Monday 28 May 2018

WRITING: Showing and Telling

I've always believed in showing and not telling when writing: let the characters act, and let the reader think about it their own way. That's the beauty of writing, isn't it? To share with the reader an abstract idea, and let them think about what you wrote. Like a movie, right?

I can't help but notice that my most recent works are almost all action, with very little summary. I would get a certain pleasure and satisfaction from writing a solid scene, where the characters just acted naturally, and I simply wrote down what they were doing. I used summary (or "telling") as a way of glossing over something, or as a means to get the next scene rolling. When I wrote out the actual action instead, the story evolved organically. In writing in action-mode-only, sometimes that scene I wanted to happen, the one I planned for, couldn't, and thus the resulting plot felt far more realistic. I was using summary as a crux, and not using it properly.

We learned in class this week that it's not always so cut and dry. That the summary, the telling, is almost as important as the showing. This was a breath of fresh air for me!

You want to summarize when your characters are doing something habitual, or something that isn't happening presently. We looked at "This is Happy" by Camila Gibb to see what this means.

In order to know someone who is at some level unknowable, you must leave yourself wide open. If you don't, you foreclose the possibility of learning something critical about this person you need, your parent, the person upon whom your survival depends. It's like time-laps photography; your lens at maximum aperture in order to capture something fleeting and elusive. The problem becomes one of calibration. How to protect yourself in the process. How to capture something without going blind.
In the above passage, that's all "telling." An interesting anecdote about people.

This next one blends telling and showing:
We were too young to understand what was happening. My father came over a year in advance to find a job and a place for us to live. I cried when this strange man lifted me up at the airport.

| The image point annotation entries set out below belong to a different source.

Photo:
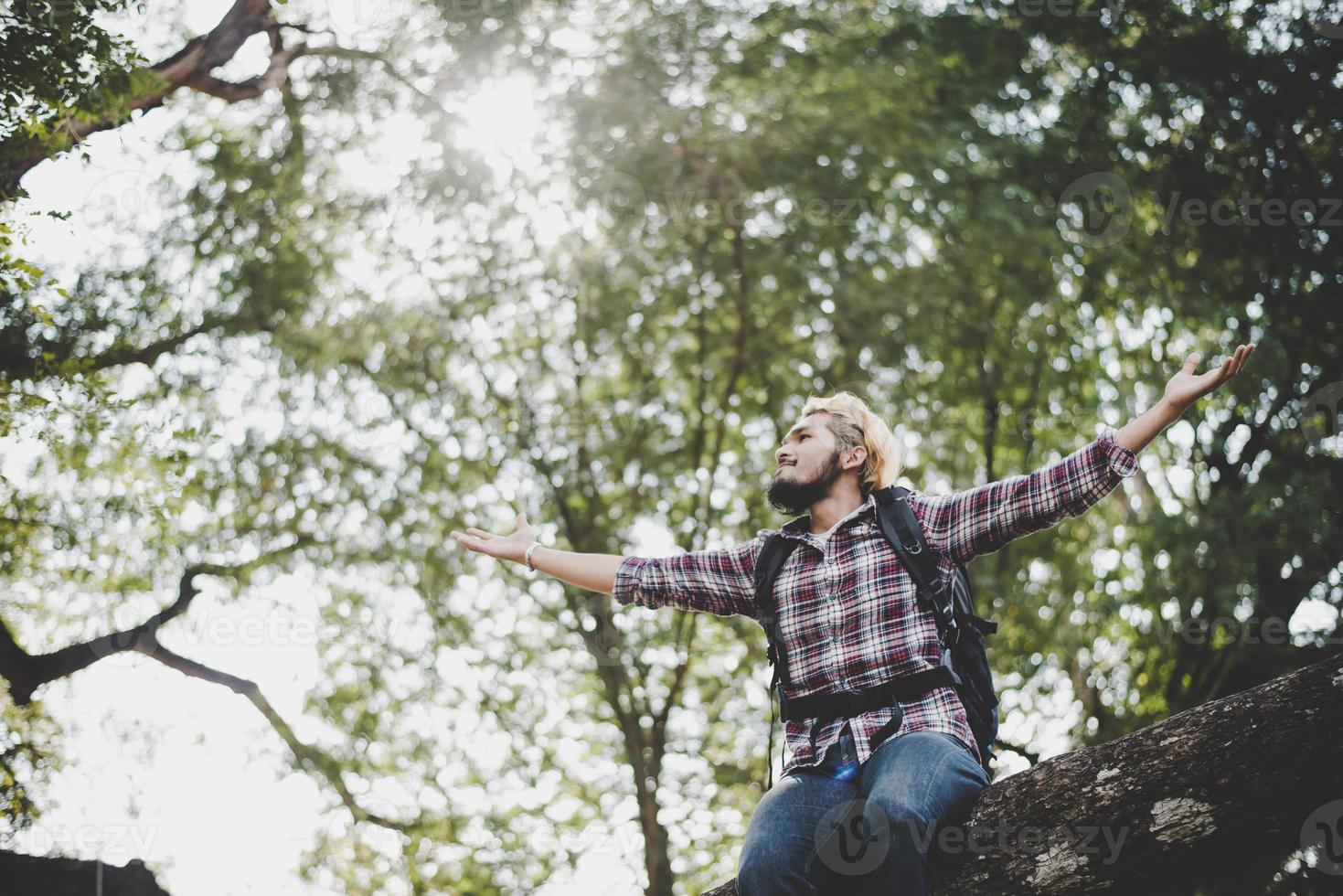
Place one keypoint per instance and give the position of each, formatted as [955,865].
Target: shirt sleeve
[965,524]
[720,581]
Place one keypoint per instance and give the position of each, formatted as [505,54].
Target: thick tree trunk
[1180,804]
[74,878]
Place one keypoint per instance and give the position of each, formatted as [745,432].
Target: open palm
[1188,387]
[506,547]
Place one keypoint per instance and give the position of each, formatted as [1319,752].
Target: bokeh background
[406,266]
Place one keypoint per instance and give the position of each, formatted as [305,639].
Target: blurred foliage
[351,323]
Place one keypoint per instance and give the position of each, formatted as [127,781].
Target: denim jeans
[842,827]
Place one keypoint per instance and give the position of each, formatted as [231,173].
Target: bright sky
[175,772]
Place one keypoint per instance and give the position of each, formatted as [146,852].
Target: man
[861,797]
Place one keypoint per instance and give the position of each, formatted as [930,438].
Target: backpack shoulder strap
[905,535]
[773,555]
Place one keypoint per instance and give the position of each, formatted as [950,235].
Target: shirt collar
[799,527]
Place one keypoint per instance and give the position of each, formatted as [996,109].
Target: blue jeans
[839,827]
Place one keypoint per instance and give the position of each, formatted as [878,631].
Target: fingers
[1242,357]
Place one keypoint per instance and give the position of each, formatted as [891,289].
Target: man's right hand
[504,547]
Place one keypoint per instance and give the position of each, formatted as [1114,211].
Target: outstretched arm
[965,524]
[1180,392]
[720,581]
[592,571]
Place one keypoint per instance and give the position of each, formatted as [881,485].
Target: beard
[793,496]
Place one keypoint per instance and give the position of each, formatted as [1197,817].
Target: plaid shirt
[847,606]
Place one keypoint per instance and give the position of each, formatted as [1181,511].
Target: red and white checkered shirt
[847,606]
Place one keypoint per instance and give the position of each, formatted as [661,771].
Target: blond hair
[853,423]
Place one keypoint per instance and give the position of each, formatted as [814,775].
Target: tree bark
[191,68]
[1186,802]
[74,878]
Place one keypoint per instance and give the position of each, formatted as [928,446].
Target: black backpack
[965,663]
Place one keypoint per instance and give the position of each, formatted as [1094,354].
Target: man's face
[807,466]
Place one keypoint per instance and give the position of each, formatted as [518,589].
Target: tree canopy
[366,272]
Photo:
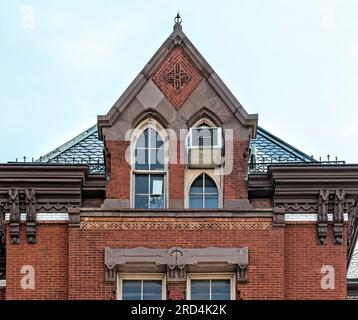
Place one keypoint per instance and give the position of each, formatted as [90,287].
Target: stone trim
[309,217]
[174,224]
[176,260]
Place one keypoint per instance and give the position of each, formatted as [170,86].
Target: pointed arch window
[203,193]
[149,171]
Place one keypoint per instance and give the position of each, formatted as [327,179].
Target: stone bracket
[74,217]
[30,216]
[177,260]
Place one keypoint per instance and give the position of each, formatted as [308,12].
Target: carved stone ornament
[14,216]
[30,216]
[322,216]
[176,260]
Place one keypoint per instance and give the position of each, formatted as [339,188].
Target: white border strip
[309,217]
[42,216]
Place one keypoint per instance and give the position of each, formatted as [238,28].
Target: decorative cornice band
[174,224]
[42,217]
[309,217]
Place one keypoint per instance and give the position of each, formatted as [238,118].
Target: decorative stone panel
[177,259]
[177,77]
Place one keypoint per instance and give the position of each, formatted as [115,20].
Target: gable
[179,73]
[87,148]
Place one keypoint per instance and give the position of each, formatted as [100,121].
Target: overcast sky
[295,63]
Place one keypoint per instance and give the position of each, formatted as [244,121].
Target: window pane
[210,186]
[200,289]
[157,202]
[141,201]
[131,290]
[220,289]
[152,290]
[211,201]
[142,141]
[197,186]
[142,183]
[141,159]
[156,184]
[157,159]
[195,201]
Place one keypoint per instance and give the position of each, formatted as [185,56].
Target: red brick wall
[118,186]
[304,259]
[177,99]
[49,257]
[176,178]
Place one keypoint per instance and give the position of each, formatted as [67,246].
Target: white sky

Three months after our arrival, a package arrived from my paternal grandmother. She was a great maker of fudge and had sent us a box of it. I remember the sense of anticipation as my moher peeled back the lid and the collective disappointment as the contents were revealed: green and furry, having spent six weeks on a ship. I understood, somehow, that something between here and there had been broken.
Camila effortlessly does this throughout the excerpt we read, the strategic use of showing and telling in the same paragraph. She very broadly introduces a concept and inserts specific instances to back it up, to show us what she means. It's quite a treat to read.

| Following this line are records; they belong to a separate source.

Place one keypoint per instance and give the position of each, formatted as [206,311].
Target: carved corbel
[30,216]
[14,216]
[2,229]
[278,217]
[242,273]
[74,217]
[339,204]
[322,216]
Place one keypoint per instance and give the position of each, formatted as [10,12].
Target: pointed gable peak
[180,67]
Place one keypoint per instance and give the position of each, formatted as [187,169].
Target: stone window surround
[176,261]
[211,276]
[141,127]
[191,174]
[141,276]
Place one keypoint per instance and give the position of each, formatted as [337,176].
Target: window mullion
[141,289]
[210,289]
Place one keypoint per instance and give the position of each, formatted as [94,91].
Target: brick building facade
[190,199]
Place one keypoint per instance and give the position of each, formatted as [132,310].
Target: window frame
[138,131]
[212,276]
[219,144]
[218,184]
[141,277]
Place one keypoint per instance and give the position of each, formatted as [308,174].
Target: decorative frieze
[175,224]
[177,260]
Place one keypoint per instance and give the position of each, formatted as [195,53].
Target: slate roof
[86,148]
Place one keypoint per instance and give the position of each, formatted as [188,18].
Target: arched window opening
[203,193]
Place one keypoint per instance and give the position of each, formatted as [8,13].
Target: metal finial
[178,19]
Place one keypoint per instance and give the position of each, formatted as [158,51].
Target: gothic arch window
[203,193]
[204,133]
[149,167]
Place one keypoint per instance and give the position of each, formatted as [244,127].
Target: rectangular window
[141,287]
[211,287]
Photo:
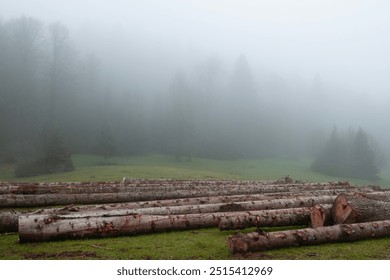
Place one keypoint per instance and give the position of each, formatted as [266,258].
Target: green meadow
[191,244]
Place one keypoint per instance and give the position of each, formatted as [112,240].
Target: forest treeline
[50,88]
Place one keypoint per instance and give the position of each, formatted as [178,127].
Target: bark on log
[9,221]
[99,198]
[252,242]
[34,228]
[321,215]
[183,206]
[359,207]
[158,185]
[266,218]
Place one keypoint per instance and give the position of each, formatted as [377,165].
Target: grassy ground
[163,166]
[192,244]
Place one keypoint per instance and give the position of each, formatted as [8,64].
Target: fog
[216,79]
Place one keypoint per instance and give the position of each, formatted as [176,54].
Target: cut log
[266,218]
[321,215]
[94,198]
[181,206]
[34,228]
[252,242]
[30,200]
[160,185]
[359,207]
[9,221]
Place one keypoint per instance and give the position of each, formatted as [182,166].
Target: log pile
[139,206]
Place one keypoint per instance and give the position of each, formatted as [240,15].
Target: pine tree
[332,160]
[363,162]
[105,143]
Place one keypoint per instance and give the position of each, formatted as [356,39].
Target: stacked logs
[137,206]
[352,216]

If I can bring up one final example, it will be from what I'm currently reading, "Before They are Hanged" by Joe Abercrombie:

'Merchants,' grunted Harker. All the merchants in the world, it looks like. They crowded round stalls laden with produce, great scales for the weighing of materials, blackboards with chalked-in goods and prices. They bellowed, borrowed and bartered in a multitude of different languages, threw up their hands in strange gestures, shoved and tugged and pointed at one another. They sniffed at boxes of spice and sticks of incense, fingered at bolts of cloth and planks of rare wood, squeezed at fruits, bit at coins, peered through eye-glasses at flashing gemstones. Here and there a native porter stumbled through the crowds, stooped under a massive load.
In this scene, Glotka is walking towards the seat of power in Dagoska, and taking in the sights as he walks by. It's an excellent way to describe the city to the reader, with Glotka being a fish-out-of-water, this is as new to us as it is him. That being said, the merchants are quite well animated here, and I imagine each of their gestures and actions being incredibly important to them. How would Glotka know, though? So all we get is this summary.

"Telling" is a lot like essay writing. It's what textbooks do. It's what I'm doing right now. But it's no less important than "showing." I'm glad I finally learned that, and I hope I can practice it soon.